Henry said Koizumi needed the visit to go flawlessly to "put some wind in his sails" so that he could better confront his opponents in getting his reform measures through the Diet (the Japanese parliament).

The measures Koizumi is likely to put to Bush include a 10 trillion yen ($75 billion) recapitalization of the banks, and up to 4 trillion yen ($30 billion) for the Banks' Shareholdings Purchase Corp., to buy shares from the banks in the first half of this year.

Injecting public funds into banks ahead of the March 31 end of the Japanese financial year would confirm the depth of the financial crisis.

In its February outlook for the region, economic analyst IMA Asia said growth in bad loans was accelerating -- up 10 percent between April and September 2001 -- and many banks "may now be technically insolvent."

It said it expected the Japanese government would rescue any of the big banks if they fell into trouble.

Fear of deflationary spiral

In addition to the banking malaise, the world's second largest economy faces problems that include lackluster consumer demand, a record jobless rate and the specter of an uncontrolled deflationary spiral.

Koizumi has already identified deflation as the big issue for Japan -- an assessment shared by Moody's Investors Service, which called deflation the "foremost challenge" when it said last week it would review for possible downgrade the Aa3 rating of yen-denominated domestic securities issued or guaranteed by the Japanese government.

The chief U.S. business lobby group in Tokyo, the American Chamber of Commerce, said Monday it was still hopeful Koizumi would act on reform.

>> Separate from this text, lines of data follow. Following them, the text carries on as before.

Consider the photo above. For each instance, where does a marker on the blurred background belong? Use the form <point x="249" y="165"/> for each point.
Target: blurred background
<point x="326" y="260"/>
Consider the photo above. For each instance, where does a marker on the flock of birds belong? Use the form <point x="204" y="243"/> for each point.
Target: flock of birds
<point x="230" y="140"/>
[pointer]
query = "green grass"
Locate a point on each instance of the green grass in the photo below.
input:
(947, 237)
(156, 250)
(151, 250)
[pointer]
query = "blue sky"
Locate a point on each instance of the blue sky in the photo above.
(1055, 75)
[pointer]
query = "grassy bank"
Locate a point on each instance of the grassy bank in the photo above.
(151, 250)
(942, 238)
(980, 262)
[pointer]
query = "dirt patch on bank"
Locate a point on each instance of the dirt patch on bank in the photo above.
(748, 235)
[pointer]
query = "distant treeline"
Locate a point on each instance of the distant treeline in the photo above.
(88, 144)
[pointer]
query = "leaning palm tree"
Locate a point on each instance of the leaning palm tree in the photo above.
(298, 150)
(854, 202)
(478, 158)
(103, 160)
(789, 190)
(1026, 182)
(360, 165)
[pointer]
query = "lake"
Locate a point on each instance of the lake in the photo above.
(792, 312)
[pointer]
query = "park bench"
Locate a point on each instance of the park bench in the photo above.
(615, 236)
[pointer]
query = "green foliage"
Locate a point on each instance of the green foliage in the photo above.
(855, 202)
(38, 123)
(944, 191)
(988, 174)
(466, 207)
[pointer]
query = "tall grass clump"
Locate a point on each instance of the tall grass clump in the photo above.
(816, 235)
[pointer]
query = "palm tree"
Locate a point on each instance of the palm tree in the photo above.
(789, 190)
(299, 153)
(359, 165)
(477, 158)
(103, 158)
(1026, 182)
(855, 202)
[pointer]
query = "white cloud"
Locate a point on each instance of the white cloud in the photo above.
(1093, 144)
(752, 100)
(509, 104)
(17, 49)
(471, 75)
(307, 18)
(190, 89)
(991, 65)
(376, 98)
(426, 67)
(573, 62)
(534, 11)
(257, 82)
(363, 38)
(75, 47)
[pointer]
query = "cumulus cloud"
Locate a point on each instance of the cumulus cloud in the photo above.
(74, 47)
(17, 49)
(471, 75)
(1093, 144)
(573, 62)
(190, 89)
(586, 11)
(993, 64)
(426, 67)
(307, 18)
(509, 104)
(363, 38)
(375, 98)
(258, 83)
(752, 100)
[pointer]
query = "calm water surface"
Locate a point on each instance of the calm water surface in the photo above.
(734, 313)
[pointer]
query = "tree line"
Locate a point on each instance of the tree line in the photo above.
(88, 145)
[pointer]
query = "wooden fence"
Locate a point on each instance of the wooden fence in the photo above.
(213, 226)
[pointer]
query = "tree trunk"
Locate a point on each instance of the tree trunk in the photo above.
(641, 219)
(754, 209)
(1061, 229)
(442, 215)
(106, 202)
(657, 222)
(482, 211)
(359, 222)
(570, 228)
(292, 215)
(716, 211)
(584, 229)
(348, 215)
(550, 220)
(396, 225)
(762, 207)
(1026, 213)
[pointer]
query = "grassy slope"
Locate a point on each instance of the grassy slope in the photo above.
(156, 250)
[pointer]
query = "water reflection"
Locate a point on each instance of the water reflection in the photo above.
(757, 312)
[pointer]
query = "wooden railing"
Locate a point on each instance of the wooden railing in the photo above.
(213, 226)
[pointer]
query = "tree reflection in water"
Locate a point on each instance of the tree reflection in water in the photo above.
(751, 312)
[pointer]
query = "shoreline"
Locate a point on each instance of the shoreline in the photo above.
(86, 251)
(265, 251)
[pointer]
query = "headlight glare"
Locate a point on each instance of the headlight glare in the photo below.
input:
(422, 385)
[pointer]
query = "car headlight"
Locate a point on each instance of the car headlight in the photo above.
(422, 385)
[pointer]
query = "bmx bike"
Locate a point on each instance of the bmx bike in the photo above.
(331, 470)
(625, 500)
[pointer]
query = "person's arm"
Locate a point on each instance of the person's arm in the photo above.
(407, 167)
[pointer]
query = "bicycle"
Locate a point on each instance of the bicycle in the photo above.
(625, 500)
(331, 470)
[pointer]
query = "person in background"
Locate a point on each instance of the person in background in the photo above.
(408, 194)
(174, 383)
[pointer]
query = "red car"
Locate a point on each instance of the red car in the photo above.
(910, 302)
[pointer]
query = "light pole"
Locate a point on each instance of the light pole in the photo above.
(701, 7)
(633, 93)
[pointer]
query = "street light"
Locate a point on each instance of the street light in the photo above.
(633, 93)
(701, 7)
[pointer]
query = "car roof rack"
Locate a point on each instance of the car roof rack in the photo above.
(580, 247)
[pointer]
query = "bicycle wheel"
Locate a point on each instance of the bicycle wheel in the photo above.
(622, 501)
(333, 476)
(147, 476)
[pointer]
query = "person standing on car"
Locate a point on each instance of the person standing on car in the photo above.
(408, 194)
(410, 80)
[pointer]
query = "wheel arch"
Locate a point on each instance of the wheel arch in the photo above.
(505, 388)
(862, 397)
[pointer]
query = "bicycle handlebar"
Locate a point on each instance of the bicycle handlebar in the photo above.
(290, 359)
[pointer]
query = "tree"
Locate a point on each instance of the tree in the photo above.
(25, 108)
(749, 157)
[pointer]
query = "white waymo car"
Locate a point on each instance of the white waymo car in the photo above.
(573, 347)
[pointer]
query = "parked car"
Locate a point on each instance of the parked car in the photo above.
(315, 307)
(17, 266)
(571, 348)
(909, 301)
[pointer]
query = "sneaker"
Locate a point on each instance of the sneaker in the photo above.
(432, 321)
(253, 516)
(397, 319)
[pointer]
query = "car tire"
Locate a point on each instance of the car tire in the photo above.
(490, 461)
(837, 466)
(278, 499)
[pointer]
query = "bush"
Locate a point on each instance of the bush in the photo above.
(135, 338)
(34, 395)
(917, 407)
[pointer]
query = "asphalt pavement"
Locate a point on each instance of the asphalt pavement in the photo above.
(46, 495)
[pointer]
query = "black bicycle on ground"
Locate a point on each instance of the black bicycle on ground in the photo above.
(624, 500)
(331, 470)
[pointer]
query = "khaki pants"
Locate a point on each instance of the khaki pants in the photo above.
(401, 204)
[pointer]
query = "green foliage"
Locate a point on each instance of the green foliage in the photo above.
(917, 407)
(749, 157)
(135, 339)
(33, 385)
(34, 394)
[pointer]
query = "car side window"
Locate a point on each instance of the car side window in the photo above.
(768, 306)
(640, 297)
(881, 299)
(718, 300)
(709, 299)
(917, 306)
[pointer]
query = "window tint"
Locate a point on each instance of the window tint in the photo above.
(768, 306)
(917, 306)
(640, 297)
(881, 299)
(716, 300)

The chamber's chairman, Robert Grondine, told CNN that Koizumi pushing through his reform agenda was essential to getting the Japanese economy moving ahead.

Complicated question

Grondine said the issue of a weaker yen was a "very complicated question."

While it helped Japanese exporters, beyond 140 yen to the dollar a weak yen was seen as having a negative impact on Japan because, among other things, it made the cost of oil more expensive.

He said Japan still had some "fabulously competitive" world-class companies such as Sony and Toyota. Its fundamental business problem was to make its second-tier companies more competitive.

According to the Nihon Keizai business daily, Koizumi's financial reform plan centers on five immediate steps -- more write-offs of bad loans, stabilization of the financial system, revitalization of the stock market, overcoming the banks' unwillingness to lend to small and medium companies, and an easier monetary policy from the central Bank of Japan.

Koizumi has also promised the government will not spend more to give the economy a quick boost.

Change 'not possible'

On Friday, Economics Minister Heizo Takenaka said the Council on Economic and Fiscal Policy had agreed the Financial Services Agency should make a special inspection of banks to assess their status.

The government would do whatever was necessary to solve the bad-debt problem, he said.

But regional economic observers such as IMA Asia's Richard Martin believe that substantial structural changes by the Koizumi administration are no longer possible in the current political climate.

Martin told CNN last week that Koizumi's window of opportunity had virtually gone. He said Japan would be better advised in this situation to put reform on hold, and aim instead for a recovery based on exchange rates, liquidity and a cap on budget spending.

But he said the downside of this approach was that it did not provide a long-term fix of the economy.